The houses on either side of the street were stolid and old, the mansions and near mansions of Swiss industrialists, bankers, lawyers, and tax exiles. In front of each, two or three plane trees stood their ground in the cold, awaiting the spring.

Adrienne and McBride lowered their heads against the wind, which was blowing off the lake, even as a light snow zipped through the air, snowflakes flying like sparks.

They’d traveled three blocks before they came to a dogleg in the street. With each step, McBride’s chest seemed to tighten. He told himself to breathe, just breathe, but how could he? Like a weight lifter finishing his third set of reps, he wasn’t breathing at all, just straining to get it over. Either the Institute would be there, or it wouldn’t. His sanity seemed to hang in the balance.

And then, there it was—just as he’d remembered: a three-story granite structure with mullioned windows and window boxes, filled now with junipers and evergreens. The heavy door with its lion’s head knocker. The leaded glass transom. The small brass plaque with the Institute’s name on it, and the closed-circuit camera overhead. Instinctively, he hung back, across the street and out of range of the camera.

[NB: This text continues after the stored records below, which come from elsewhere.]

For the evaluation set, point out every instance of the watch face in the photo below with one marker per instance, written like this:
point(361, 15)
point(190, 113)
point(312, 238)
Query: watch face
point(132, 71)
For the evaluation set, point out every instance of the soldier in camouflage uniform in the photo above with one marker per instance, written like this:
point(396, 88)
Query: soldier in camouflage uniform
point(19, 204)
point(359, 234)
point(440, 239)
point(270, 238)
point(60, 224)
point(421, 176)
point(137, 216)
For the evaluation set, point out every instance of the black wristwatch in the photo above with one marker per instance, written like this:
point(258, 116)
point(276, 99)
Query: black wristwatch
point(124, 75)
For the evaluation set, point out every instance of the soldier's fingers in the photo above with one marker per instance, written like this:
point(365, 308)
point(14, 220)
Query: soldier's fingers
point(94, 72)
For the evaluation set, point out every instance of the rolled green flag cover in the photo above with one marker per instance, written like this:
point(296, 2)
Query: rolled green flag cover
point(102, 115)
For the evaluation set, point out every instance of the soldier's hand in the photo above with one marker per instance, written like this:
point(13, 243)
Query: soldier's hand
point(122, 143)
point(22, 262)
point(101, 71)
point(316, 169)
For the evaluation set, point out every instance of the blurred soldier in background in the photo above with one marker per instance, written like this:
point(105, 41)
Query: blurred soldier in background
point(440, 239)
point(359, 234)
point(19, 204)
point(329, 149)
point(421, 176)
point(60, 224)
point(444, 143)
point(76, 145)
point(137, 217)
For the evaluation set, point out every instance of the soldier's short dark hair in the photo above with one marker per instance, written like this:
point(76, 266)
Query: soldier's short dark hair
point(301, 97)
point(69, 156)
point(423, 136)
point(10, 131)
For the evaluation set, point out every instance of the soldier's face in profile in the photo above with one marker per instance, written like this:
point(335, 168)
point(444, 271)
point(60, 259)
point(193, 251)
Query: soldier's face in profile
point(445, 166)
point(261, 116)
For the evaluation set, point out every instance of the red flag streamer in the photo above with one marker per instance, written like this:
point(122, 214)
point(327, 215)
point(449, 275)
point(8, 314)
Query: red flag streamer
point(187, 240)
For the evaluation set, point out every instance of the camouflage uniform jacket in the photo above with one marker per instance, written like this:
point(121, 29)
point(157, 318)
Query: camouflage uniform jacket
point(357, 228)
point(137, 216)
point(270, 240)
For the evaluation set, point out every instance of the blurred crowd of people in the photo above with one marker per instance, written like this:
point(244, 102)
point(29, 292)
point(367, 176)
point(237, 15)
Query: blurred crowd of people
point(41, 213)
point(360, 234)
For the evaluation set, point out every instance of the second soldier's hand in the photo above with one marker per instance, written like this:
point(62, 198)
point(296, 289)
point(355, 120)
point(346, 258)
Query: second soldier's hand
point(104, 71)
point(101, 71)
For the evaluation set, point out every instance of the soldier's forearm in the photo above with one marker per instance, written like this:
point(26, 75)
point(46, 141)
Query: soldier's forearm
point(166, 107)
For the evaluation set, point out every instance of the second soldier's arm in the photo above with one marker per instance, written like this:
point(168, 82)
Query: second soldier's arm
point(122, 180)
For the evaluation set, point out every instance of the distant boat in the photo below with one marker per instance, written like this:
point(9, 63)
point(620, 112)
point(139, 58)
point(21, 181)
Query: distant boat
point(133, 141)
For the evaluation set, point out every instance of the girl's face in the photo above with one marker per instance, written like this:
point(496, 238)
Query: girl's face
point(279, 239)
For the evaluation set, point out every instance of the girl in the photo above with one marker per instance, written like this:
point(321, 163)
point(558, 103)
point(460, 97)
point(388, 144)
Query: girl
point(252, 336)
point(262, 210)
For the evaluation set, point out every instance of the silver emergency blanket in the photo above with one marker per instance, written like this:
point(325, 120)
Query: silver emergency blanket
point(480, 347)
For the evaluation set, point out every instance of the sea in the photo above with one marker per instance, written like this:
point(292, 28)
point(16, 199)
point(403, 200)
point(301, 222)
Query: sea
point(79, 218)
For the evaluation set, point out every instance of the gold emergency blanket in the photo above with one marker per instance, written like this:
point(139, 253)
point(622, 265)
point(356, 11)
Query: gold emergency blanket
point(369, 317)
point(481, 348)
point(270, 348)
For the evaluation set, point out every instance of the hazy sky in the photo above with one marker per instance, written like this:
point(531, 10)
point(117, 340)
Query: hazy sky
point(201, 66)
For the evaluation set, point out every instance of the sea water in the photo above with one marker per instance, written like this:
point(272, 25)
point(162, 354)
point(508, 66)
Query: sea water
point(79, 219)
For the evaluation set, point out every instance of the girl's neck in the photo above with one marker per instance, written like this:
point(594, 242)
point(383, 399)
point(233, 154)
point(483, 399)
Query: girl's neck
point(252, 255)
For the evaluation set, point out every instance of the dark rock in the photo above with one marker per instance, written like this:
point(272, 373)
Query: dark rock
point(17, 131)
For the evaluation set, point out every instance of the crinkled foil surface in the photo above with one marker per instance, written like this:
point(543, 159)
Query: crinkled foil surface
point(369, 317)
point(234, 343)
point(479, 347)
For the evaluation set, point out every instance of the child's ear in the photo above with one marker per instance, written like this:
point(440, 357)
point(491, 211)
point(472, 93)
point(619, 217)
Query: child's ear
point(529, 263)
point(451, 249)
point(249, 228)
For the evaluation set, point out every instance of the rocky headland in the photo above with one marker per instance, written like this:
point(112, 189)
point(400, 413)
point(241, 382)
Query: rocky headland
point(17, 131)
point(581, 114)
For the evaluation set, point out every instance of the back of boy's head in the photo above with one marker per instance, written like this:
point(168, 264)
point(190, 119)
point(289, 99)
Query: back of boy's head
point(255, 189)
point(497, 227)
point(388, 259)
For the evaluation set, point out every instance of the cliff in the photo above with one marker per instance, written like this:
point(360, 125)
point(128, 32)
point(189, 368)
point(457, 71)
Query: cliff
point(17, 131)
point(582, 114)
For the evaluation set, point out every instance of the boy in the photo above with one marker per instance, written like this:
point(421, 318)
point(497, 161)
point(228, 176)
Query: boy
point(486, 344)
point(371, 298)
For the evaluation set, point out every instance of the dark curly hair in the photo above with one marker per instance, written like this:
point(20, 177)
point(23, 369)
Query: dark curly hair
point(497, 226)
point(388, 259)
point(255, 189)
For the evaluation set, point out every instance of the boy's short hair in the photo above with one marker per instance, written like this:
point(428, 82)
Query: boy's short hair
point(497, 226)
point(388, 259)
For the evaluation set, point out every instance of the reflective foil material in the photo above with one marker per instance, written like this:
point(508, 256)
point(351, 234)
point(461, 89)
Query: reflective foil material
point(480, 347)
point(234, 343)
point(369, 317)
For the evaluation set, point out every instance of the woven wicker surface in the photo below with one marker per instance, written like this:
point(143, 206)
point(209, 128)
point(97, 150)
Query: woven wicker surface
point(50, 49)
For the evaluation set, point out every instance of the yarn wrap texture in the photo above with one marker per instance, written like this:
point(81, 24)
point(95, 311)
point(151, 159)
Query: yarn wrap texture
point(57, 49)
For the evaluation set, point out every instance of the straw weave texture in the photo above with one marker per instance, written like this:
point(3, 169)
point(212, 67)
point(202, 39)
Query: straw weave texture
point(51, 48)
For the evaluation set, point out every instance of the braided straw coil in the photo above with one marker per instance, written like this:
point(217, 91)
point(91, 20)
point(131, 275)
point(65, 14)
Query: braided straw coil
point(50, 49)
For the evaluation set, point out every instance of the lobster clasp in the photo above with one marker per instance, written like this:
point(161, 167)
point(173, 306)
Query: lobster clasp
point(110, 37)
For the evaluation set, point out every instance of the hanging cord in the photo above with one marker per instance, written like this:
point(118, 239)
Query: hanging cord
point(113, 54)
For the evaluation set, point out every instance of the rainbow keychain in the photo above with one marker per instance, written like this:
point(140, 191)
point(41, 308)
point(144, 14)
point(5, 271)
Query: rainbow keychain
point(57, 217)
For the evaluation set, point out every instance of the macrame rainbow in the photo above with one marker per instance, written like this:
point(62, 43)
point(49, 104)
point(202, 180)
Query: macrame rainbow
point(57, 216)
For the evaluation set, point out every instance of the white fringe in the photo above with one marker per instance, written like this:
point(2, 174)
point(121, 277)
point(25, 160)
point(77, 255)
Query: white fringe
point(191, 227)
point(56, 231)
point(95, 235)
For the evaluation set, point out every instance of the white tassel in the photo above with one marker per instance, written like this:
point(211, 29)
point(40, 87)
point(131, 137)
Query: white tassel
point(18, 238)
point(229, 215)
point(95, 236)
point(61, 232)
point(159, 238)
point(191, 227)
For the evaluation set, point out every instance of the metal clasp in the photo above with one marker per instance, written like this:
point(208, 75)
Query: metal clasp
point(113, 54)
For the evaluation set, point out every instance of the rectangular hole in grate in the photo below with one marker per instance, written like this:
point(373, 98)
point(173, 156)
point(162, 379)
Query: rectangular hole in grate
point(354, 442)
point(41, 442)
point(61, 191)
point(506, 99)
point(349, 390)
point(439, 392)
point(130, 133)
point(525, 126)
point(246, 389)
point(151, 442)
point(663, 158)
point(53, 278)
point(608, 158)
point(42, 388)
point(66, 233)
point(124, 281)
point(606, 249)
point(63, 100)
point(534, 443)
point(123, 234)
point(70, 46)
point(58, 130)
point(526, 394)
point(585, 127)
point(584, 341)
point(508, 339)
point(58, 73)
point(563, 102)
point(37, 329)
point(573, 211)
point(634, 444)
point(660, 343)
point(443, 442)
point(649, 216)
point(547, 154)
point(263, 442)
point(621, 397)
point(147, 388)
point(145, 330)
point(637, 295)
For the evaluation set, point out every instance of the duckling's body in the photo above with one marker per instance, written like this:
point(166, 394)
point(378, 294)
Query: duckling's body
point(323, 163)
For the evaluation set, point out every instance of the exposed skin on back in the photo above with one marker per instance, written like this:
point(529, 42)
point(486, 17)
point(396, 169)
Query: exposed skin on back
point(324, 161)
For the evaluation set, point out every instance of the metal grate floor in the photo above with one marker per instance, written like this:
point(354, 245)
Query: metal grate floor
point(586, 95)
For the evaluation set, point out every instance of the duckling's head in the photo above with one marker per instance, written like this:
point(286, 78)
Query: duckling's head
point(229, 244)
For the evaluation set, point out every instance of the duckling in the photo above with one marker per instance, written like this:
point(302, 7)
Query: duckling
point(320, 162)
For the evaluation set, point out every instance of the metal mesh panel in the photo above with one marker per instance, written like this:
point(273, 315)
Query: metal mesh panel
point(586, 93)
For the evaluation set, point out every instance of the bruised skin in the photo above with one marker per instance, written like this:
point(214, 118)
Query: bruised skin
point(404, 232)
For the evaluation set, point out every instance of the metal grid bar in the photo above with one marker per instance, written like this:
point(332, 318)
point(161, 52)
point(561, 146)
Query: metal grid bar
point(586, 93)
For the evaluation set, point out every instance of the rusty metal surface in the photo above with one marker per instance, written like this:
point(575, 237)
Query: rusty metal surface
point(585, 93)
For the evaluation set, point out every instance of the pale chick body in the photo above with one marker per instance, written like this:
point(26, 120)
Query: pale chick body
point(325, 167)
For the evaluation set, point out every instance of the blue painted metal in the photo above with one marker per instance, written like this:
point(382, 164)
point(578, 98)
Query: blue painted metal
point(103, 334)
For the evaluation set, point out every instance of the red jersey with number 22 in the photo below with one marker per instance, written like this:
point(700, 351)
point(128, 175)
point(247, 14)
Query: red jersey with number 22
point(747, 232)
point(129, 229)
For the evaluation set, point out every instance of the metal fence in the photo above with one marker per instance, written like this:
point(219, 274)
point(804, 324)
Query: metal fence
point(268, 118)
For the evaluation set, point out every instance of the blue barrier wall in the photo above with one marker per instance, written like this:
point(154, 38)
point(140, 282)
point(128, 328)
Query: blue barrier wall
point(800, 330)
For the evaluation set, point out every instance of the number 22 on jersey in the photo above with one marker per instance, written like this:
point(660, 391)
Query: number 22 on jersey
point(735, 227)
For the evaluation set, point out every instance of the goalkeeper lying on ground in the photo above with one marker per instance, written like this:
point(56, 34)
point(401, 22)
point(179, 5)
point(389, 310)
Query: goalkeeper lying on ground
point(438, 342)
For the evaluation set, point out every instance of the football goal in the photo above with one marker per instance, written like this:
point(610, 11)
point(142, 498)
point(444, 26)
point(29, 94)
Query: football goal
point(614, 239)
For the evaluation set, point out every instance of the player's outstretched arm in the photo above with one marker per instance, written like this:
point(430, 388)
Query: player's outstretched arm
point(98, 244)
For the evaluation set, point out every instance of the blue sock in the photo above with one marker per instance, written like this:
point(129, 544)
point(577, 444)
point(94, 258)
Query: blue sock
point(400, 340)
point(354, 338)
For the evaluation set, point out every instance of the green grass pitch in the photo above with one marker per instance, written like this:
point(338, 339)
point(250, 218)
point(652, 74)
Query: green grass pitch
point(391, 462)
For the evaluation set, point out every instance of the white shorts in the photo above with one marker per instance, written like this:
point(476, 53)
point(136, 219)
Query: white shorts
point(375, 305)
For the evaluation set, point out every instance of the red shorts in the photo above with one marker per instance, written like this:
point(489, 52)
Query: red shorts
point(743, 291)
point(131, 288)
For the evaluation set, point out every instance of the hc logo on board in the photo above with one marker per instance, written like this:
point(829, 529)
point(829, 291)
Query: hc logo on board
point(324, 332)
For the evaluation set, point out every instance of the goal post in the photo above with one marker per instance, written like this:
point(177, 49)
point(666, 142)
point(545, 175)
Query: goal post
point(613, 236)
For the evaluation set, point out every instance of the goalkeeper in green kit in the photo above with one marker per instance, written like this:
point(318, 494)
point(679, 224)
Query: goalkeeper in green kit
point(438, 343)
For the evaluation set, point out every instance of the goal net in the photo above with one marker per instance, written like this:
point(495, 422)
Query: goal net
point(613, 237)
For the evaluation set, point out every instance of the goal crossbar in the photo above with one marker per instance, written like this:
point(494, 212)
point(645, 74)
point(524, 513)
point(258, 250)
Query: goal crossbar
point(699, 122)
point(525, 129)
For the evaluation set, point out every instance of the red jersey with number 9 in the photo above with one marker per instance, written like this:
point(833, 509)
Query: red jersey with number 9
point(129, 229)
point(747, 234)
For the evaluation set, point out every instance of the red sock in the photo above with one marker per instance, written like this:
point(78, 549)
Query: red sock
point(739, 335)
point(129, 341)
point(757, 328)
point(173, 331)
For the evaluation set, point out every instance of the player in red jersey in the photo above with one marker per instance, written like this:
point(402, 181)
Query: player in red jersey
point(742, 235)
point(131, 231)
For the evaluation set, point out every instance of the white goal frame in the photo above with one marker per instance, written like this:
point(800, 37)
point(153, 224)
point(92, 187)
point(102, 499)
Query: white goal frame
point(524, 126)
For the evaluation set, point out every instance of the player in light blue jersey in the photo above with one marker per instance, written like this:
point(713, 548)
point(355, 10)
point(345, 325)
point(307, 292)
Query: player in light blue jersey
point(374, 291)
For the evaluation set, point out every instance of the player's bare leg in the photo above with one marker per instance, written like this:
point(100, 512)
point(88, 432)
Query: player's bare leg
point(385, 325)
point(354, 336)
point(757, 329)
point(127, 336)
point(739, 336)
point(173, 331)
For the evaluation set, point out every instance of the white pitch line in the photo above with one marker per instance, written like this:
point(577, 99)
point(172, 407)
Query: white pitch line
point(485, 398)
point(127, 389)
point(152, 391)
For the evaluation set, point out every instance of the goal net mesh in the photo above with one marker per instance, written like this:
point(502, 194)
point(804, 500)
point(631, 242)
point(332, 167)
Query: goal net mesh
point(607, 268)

The sense of foreboding that he felt was overwhelming. Suddenly, the idea of sending Adrienne inside seemed insane. “Maybe this isn’t such a good plan,” he said. “Maybe we should rethink it.”

She shook her head, and straightened her back. Put her Scout face on. Prepared. Determined. The lawyer. Then she glanced around. “I think I got the long straw,” she told him. At least I get to go inside.”

“We could have called him on the phone. We still can.”

“It’s too easy to blow someone off on the phone. This way, I’m in their face.”

“If you’re not back in fifteen minutes,” he promised, “I’m coming in. And it won’t be just a box in my hand.”

She nodded. “Eric Branch, Eric Branch, Eric Branch,” she said and, turning, marched toward the door.

McBride checked his watch. It was 2:36.

He forced himself to look at the building. Watched Adrienne ring the bell, saw the door open, glimpsed a woman in the doorway, watched Adrienne walk inside.

He was cold. It was freezing. And time didn’t just slow down, it turned as glacial as the weather. He was standing across the street from the Institute, a quarter of the way up the block, leaning against a sycamore tree. And he felt very conspicuous. There was no reason for him to be there, holding this unwieldy box. But there he was, eyes glued to the massive front door, muttering, “C’mon, c’mon, c’mon…”

Because, all of a sudden, he didn’t want Opdahl to be there. There was something about the Institute, something about the building he was watching, that affected him in a primal way—like waking in the middle of the night to see a snake writhing across the bedroom floor. The fear he felt came from the deepest and most instinctive part of himself, a region of the brain that had nothing to do with rational thinking, and everything to do with survival.